Page 1 of Cruel Betrayal


Font Size:

Chapter One

JADE

The worst partabout coming home to my new little apartment in the Upper East Side is never knowing whether the door is going to be open or closed.

It should be closed. And locked. And the security system engaged.

But he always seems to find a way around that, and I don’t know how.

My hands shake as I unclench my fingers from the keys they’re wrapped around, flicking through the few on the ring to find the one to my door.

I let out a wavering breath.

My heart pounds so hard against my ribs that I’m sure it’s going to find its way out of my chest.

All I ever wanted was to be independent. To be able to choose the life I want to live. To be the master of my destiny. Maybe find a boyfriend or have fun dating the wrong guys for a while before settling down with the right one and starting a family someday.

I wanted to be me, to be more than just another Lynde, my sister’s twin, my siblings’ punching bag, my family’s problem solver.

I wanted not to be a prisoner in my own home.

I wanted to have a voice.

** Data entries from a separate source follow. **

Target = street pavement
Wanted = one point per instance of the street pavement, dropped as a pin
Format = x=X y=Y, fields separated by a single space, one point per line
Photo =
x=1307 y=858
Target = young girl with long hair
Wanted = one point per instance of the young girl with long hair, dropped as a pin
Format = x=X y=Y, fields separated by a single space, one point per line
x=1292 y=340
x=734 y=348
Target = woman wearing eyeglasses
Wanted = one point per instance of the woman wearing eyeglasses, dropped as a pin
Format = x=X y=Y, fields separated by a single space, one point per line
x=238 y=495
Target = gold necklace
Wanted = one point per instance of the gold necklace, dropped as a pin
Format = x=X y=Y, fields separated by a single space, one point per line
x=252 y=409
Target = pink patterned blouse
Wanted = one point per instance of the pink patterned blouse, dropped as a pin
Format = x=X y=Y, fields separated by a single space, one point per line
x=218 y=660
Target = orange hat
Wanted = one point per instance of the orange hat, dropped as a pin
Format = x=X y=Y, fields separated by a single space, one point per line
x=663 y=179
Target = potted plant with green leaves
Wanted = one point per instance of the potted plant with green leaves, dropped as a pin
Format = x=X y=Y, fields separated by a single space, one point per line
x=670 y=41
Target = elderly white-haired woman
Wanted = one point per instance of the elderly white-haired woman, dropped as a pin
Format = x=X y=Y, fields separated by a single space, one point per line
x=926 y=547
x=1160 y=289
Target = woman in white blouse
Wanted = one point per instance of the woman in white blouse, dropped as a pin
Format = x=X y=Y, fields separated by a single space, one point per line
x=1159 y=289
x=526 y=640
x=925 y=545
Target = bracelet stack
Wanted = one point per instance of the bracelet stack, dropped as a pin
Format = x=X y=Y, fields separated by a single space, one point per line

To matter. To live. To be free.

And here I am.

I got free from my family’s oppression only to be stuck in a nightmare. A whole new level of captivity.

From a gilded cage to a figurative one.

I haul open the front door to the building, waiting for the doorman to open the second one.

He gives me a warm smile and a nod, though he says nothing.

As I step into the elevator, I fidget with the keys, half trying to protect myself and half knowing that I could stab anyone who might come at me out of the apartment.

I fought so hard to move out on my own.

This house was my dream come true. But dreams aren’t always pleasant. Sometimes they turn into nightmares. And I should’ve anticipated the hell having a place of my own would bring.

The doors slide open on the top floor, and my stomach plummets to my feet.

It takes everything in me to convince myself to step off that elevator, to walk past the door to the emergency stairwell, and to turn right at the end of the hall, into the little alcove where my door is hidden.

Thankfully, it’s closed today.

I let out a deep breath and stick the key in the lock, counting to ten before twisting it, trying to prepare myself for whatever I’m going to find inside.

As the door swings open, I just know.

Something is wrong.

It’s not that there’s anything out of place, but more so the fact that the bowl that’s in the dish rack was dirty in the sink when I flew out the door this morning.

My shoes are neatly lined up in front of the hall closet.

Maybe it’s the way my throw blanket is tossed haphazardly on the couch, the pillows indented as if someone took a nap there.

I would never sleep on the couch. The massive windows that overlook Central Park are too open. Too inviting for anyone with a pair of binoculars or a half-decent camera who might want to look inside.